Interface for configuring a fault-tolerant egress gateway based on a group of nodes.

The configured egress gateways can be used in EgressGatewayPolicy interface to configure egress gateway for application Pods.

  • spec
    object
    • spec.nodeSelector
      object

      The selector for a group of nodes that will transfer network requests to external services. Among these nodes, eligible nodes will be detected and one of them will be assigned as the active one.
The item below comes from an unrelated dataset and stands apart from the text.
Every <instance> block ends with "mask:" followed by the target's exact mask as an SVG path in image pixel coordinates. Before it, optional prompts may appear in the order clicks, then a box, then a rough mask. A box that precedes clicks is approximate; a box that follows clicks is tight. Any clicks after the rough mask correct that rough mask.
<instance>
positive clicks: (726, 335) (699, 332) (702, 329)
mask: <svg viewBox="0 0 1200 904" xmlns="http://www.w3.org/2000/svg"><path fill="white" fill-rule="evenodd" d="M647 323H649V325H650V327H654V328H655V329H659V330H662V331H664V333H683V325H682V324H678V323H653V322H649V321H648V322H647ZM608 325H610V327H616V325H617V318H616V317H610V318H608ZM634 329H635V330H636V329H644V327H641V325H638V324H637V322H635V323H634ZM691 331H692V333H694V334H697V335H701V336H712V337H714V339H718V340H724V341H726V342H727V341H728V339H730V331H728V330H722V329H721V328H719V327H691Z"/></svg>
Signs of an eligible node:

      • The node is in Ready state.
      • Node is not cordoned.
      • The cilium-agent on the node is in the Ready state.

      Different EgressGateways can use common nodes for operation, and active nodes will be selected independently for each EgressGateway, thus distributing the load between them.

      This feature is available in enterprise edition only.

    • spec.sourceIP
      object
      • spec.sourceIP.mode
        string

        Required value

        A method for determining the source IP address to be assigned to requests through this gateway.

        Possible options:

        • PrimaryIPFromEgressGatewayNodeInterface — the primary IP address on the public network interface of the node will be used as the source IP address.

          Particularities:

          • When the active node goes down and a new node is assigned, the outgoing IP address will change.
          • The network subsystem on all egress nodes must be configured in advance:
            • the public interfaces must have the same name (eth1, for example),
            • all necessary routes for access to all external public services must be configured.
        • VirtualIPAddress — explicitly specify the outgoing IP address.

          Particularities:

          • If the active node goes down, the outgoing IP address will not change.
          • The network subsystem on all egress nodes must be configured in advance:
            • all necessary routes for access to all external public services must be configured,
            • the public interface must be prepared to automatically configure a virtual IP as a secondary IP address (if an egress node is designated as active, the address will not appear in the IP list on the public interface, but the node will emulate it with ARP-responses)

        This feature is available in enterprise edition only.

        Allowed values: VirtualIPAddress, PrimaryIPFromEgressGatewayNodeInterface

      • spec.sourceIP.primaryIPFromEgressGatewayNodeInterface
        object
        • spec.sourceIP.primaryIPFromEgressGatewayNodeInterface.interfaceName
          string

          The interface name on the egress nodes through which external requests are processed.

          This feature is available in enterprise edition only.

      • spec.sourceIP.virtualIPAddress
        object
        • spec.sourceIP.virtualIPAddress.interfaces
          array of strings

          The list of network interfaces to which the virtual IP will be simulated.

          Default: []

          This feature is available in enterprise edition only.

        • spec.sourceIP.virtualIPAddress.ip
          string

          The virtual source IP address to be assigned to outgoing requests through the egress gateway.

          This feature is available in enterprise edition only.